No duelo decisivo, contra a Noruega, não conseguiu se sobressair pela ponta-esquerda e como referência no ataque. Também não cobrou o pênalti, ainda no primeiro tempo, que poderia colocar o Brasil à frente.
Matheus Cunha
Matheus Cunha disputou sua primeira Copa do Mundo como uma das principais apostas para comandar o ataque da Seleção e correspondeu às expectativas. O atacante do Manchester United iniciou a estreia contra o Marrocos no banco de reservas, mas entrou durante a partida e teve uma atuação segura, mostrando boa movimentação e participação ofensiva.
O bom desempenho lhe rendeu a titularidade nas partidas seguintes.
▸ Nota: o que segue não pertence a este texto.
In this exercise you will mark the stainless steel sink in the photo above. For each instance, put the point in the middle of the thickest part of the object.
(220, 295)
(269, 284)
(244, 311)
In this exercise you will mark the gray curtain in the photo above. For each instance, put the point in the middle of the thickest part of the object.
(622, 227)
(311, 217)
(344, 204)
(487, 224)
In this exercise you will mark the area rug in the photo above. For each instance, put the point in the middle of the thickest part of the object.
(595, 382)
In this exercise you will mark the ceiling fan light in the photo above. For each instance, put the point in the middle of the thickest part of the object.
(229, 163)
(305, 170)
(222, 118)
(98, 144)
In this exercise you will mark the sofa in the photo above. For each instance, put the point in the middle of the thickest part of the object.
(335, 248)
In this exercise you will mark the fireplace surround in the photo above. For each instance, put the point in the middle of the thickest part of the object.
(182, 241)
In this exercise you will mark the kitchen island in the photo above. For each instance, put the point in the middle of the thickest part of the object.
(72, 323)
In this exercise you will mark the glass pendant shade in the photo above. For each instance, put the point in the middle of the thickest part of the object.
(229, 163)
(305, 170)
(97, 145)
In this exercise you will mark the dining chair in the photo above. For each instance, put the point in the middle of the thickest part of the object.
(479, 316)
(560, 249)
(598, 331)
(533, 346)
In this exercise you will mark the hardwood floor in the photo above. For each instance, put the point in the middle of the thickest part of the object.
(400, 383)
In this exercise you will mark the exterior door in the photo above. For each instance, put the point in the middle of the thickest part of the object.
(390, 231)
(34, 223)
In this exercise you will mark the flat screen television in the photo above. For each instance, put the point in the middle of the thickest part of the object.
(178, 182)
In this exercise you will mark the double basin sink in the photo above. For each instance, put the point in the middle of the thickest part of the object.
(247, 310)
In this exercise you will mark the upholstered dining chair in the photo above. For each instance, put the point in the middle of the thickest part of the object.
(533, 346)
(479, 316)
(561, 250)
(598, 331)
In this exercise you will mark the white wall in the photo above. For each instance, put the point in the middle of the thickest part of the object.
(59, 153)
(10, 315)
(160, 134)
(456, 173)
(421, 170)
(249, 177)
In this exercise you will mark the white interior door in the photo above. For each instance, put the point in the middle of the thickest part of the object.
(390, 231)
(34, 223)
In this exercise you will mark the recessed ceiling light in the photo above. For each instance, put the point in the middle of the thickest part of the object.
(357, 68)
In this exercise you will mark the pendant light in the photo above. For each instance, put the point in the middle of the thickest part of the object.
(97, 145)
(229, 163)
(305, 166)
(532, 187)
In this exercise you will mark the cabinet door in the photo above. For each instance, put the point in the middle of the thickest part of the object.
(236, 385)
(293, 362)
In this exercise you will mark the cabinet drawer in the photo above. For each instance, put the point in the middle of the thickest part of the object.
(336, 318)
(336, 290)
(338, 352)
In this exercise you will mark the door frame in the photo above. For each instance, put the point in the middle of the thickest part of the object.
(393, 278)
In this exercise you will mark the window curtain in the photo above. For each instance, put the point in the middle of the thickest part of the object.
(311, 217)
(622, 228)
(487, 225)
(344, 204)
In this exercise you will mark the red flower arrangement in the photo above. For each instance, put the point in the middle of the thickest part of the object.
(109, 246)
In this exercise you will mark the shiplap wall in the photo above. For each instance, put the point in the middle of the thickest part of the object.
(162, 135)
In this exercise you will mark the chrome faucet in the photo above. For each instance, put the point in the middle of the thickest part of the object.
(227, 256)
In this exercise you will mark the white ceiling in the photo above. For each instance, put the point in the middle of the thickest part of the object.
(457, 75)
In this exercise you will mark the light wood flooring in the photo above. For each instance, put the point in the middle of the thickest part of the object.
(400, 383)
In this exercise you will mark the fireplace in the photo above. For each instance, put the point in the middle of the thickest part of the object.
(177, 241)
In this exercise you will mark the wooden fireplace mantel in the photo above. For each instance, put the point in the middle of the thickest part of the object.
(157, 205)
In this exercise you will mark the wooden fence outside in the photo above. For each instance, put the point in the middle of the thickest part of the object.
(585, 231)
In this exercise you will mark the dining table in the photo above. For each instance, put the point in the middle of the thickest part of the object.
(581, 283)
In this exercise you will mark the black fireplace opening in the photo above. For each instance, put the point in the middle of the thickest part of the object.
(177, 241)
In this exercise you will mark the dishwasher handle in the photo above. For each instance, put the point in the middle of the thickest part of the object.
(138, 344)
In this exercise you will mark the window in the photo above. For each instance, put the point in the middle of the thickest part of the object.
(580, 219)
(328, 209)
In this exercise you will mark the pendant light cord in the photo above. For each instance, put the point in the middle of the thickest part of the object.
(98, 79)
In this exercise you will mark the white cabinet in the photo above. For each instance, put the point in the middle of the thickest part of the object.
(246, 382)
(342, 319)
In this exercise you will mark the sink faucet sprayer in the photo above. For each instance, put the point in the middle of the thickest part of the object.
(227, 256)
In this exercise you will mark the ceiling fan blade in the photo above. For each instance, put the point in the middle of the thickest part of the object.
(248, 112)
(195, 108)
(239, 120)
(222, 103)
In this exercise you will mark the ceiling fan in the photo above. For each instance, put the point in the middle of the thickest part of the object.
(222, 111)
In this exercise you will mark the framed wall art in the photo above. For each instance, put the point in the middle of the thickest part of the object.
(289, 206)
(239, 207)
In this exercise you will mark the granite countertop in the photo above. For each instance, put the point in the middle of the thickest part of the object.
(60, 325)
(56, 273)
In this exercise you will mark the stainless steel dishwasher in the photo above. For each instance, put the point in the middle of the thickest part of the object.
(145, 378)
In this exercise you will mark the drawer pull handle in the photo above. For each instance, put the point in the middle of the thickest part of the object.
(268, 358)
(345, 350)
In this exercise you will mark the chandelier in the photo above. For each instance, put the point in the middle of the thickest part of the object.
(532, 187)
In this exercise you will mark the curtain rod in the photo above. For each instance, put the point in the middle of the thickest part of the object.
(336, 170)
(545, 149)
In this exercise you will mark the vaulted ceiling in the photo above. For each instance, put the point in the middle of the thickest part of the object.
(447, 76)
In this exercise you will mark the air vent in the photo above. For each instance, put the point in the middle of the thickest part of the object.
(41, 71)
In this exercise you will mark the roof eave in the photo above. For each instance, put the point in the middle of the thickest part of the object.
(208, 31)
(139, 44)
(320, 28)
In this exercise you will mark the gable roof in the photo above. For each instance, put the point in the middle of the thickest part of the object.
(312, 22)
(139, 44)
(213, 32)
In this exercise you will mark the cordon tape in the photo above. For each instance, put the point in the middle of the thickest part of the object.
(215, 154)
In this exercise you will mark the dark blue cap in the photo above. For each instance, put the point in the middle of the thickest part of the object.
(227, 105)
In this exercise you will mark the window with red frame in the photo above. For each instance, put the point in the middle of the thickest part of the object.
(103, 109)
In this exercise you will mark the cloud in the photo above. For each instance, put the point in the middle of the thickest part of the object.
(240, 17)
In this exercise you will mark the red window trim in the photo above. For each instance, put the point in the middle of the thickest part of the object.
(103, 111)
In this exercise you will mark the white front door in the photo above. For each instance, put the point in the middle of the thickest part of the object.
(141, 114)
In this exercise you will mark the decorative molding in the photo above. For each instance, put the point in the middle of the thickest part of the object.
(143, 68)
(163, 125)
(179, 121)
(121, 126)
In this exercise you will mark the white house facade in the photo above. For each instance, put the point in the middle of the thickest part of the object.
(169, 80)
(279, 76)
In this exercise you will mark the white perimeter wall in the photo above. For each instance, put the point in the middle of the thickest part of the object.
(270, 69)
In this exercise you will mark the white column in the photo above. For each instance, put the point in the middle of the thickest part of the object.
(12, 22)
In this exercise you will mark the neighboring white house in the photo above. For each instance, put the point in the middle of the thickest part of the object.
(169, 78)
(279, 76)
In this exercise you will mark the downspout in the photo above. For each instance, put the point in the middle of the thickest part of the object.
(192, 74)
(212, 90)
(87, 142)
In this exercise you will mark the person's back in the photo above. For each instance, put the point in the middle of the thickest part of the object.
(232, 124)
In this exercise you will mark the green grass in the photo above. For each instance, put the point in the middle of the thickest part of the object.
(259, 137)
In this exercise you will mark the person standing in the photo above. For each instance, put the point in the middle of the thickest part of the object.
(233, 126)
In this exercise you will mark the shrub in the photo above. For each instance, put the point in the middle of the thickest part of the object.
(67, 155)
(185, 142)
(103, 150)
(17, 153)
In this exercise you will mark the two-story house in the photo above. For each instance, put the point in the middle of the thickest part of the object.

Diante de Haiti e Escócia, foi decisivo ao balançar as redes nas duas vitórias brasileiras. Contra os haitianos, marcou dois gols; já diante dos escoceses, voltou a deixar sua marca e consolidou seu espaço entre os 11 iniciais de Carlo Ancelotti.
No duelo contra o Japão, pela fase de 16 avos, Matheus Cunha começou novamente como titular e permaneceu em campo até o segundo tempo, quando foi substituído. Apesar da eliminação brasileira, o atacante encerrou sua participação no Mundial valorizado. Com gols, regularidade e boas atuações, foi um dos destaques da Seleção na competição e saiu fortalecido para a sequência do ciclo rumo à próxima Copa do Mundo.
Bruno Guimarães
Guimarães não se destacou na eliminação diante da Noruega, e perdeu o pênalti, ainda no primeiro tempo, que poderia garantir uma classificação do Brasil às quartas de final. Entretanto, durante a Copa do Mundo, foi um dos melhores jogadores da Seleção, com quatro assistências durante a fase de grupos e mata-mata.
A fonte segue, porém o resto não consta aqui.